Fotobug - Elusive Image Photography

The Fotobug Photography podcast for travel and nature photographers. Interviews, training, reviews, and more!

Fotobug - Episode 264 - How-to Neewer motorized slider timelapse!

July 5th, 2020

Due to popular demand, The Fotobug guys demonstrate an actual timelapse capture using the Neewer Motorized slider.

In recent photography news, Duke University researchers have created an AI software program that can create a face from a blurred image, although it is A face, but not the actual image of the person in the blurred image.  Olympus is in negotiation to sell off its imaging business to Japan Industrial Partners who plan to keep the Olympus name on the cameras.
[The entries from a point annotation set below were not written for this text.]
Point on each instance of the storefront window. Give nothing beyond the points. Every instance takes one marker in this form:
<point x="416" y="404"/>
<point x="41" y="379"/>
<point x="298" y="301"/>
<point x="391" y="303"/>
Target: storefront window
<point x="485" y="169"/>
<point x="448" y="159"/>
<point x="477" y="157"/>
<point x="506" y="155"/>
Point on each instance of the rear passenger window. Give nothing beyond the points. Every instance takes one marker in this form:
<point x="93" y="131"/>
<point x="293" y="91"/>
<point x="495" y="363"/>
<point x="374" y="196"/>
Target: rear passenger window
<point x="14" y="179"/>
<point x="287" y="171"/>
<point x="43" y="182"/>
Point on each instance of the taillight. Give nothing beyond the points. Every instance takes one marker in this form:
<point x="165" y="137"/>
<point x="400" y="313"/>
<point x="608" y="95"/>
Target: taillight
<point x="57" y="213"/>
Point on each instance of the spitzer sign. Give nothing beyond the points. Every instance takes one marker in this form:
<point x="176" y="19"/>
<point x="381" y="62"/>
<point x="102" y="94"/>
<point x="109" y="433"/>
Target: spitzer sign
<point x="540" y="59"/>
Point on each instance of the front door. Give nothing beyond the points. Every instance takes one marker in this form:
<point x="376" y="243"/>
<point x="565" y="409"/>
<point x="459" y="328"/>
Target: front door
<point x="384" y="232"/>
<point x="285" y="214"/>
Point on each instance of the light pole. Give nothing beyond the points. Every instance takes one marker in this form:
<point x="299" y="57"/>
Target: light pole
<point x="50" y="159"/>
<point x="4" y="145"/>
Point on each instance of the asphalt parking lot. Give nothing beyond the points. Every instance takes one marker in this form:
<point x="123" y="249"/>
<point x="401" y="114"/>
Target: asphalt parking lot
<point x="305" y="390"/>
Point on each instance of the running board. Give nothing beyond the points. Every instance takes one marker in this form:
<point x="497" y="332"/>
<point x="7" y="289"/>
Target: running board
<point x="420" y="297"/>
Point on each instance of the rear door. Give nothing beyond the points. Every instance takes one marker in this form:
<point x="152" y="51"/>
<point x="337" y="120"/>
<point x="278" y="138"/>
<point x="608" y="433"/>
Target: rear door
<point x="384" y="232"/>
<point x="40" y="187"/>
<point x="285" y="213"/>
Sadly, The Black Hills Photo Shootout 10th anniversary workshop weekend in South Dakota has been postponed this September due to concerns over the Corona virus. H&Y Revoring has a Kickstarter project running for a variable  step-up adapter ring for filters. A 72 year old woman was gored in Yellowstone National Park for getting too close to a bison to take a picture. 

timelapse.jpg

Due to popular demand, Fred and Jim capture a timelapse sequence using the Neewer Motorized Slider.  The timelapse captures a sunset at a local park using a Canon 7D MKII camera.  The camera was set on Aperture Priority and the Neewer app set the lowest trigger setting at 1 sec. so it would simply fire the camera and not control the shutter speed.  The slider was placed close to the ground to maximize the movement effect (since the slider is under 3' in length). The final sequence was turned into a video using LRTimelapse - our go-to timelapse software program!

Not a great timelapse, but the important take away is the settings to use to capture a timelapse sequence!  If you are capturing a timelapse sequence after dark, then set the camera on bulb setting and let the motor controller control the shutter speed!  Since the minimum setting is 1 second, it isn't practical to control the shutter with the controller and therefore simply use it to trigger the shutter and let the camera control the shutter speed!